Thanks for thinking of me. I will happily accept the invitation. There are a few things I need to do first.
6. Thanks for Sending Me an Invite
“Thanks for sending me an invite” is a polite way to receive an invitation. This one applies in many situations, but we recommend using it in formal emails to show that you’re happy to be considered.
Generally, this works best when receiving an interview invitation. If you want to make it slightly more formal, you can also change “invite” to “invitation.” It’s up to you, though.
Check out this email sample if you need more help:
Thanks for sending me an invite for an interview. I will get back to you with my schedule later this week.
7. I Would Gladly Accept
It’s worth saying “I would gladly accept” when someone sends you an invitation, but you might not be able to attend. The key here is using “would,” as it implies that you would accept if you could, but something might be stopping you.
For instance, let’s assume a former colleague asked to meet with you. Perhaps you would like to meet with them, but you have work commitments that are preventing you from doing so. “I would gladly accept” is a great way to highlight this.
Here’s a great example to show you how it works:
I would gladly accept this invitation if I could. However, I have work commitments on that day.
8. I’ll Try and Be There
Sometimes, our work schedules are far too busy to know whether we can attend something. That’s why “I’ll try and be there” is a good synonym for “thanks for the invite.”

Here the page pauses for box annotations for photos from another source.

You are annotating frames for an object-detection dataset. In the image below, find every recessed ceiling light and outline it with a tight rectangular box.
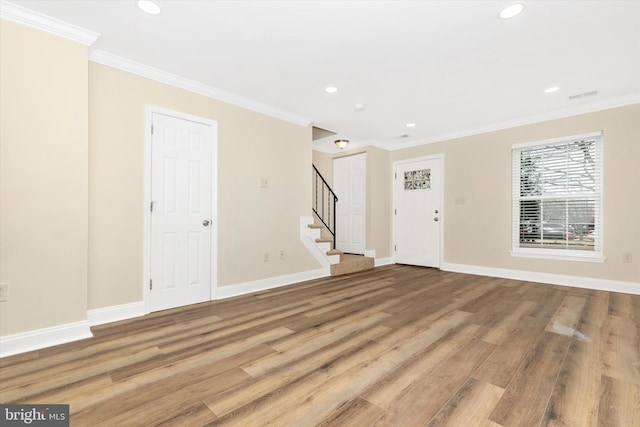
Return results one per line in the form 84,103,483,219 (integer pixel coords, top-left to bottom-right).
498,3,524,19
138,0,162,15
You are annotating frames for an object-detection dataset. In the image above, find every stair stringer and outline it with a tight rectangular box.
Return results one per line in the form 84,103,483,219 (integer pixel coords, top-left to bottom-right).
300,216,340,275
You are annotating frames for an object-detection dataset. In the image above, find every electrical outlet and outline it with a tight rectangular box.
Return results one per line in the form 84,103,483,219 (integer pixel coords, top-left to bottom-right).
0,283,9,301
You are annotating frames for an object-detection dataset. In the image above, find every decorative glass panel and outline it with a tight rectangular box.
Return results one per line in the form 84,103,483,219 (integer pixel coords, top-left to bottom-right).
404,169,431,190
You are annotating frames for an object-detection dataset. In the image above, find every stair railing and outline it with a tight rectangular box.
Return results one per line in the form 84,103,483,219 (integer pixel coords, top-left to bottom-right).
313,165,338,249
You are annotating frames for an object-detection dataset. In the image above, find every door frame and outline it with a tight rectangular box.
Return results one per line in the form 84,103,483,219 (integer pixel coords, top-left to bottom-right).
142,105,218,314
331,151,369,255
391,153,446,269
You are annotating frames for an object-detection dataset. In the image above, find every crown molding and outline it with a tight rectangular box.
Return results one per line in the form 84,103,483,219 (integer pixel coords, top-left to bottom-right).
89,50,311,126
385,93,640,151
0,0,100,46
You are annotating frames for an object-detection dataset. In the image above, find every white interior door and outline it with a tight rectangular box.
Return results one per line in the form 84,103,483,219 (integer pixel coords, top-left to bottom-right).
333,153,367,255
393,156,443,268
149,113,215,311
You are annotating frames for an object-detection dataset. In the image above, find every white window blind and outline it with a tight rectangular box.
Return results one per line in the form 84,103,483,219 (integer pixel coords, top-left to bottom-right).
512,133,602,261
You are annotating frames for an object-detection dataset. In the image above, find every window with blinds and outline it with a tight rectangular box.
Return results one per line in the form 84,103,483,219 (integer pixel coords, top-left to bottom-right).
512,132,603,262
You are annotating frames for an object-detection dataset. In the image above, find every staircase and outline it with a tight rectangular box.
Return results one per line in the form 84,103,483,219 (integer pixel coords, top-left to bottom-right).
300,165,375,276
306,222,375,276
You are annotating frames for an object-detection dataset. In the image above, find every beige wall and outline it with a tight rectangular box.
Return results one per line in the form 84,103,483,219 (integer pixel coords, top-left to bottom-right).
391,104,640,282
0,20,88,335
89,63,319,308
0,17,640,344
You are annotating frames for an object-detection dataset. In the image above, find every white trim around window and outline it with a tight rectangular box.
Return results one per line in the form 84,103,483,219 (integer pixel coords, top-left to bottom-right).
511,132,605,262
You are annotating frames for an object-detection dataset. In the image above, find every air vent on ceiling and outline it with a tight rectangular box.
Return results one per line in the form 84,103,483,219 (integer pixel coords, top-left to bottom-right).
311,126,336,141
569,90,598,101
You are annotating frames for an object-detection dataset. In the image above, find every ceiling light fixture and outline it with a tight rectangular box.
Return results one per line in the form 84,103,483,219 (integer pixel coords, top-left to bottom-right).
138,0,162,15
498,3,524,19
334,139,349,150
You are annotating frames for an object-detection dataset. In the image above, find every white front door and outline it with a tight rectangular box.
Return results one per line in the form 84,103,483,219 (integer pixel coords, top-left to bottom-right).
393,156,443,268
149,112,215,311
333,153,367,255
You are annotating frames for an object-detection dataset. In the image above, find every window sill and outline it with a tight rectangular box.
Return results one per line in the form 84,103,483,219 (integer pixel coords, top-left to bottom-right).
511,249,606,263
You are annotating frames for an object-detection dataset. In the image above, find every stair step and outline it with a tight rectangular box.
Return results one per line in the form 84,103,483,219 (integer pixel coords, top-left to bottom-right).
331,254,375,276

It is a non-committal phrase that shows you will try your best but can’t make any promises. We recommend using it in a text message to friends who have invited you to something important.
Generally, “I’ll try and be there” works best when you have to decline an invitation. It also implies that you can’t guarantee you will attend without deliberately letting your friends down.
Perhaps these examples will help you as well:
I’ll try and be there at the time you suggested. I’m looking forward to meeting you and the crew.
Of course, I’ll try and be there. I would love to accept this invitation, but I am quite busy at the minute.
9. Thanks for the Opportunity
You can use “thanks for the opportunity” in formal messages when someone has offered you a really important invitation. It’s a great way to show that you appreciate the offer, even if you cannot accept an invitation.
So, you might use it when messaging an employer. It shows you appreciate the opportunity to work with them or attend an event, but you might not have the time to spare.
You should refer to these examples if you’re still stumped:
Thanks for the opportunity. I will let you know if I can attend the event a week before it is held.
Thanks for the opportunity. Though, I do not believe I’ll be able to make it. I’m sorry for any inconvenience caused.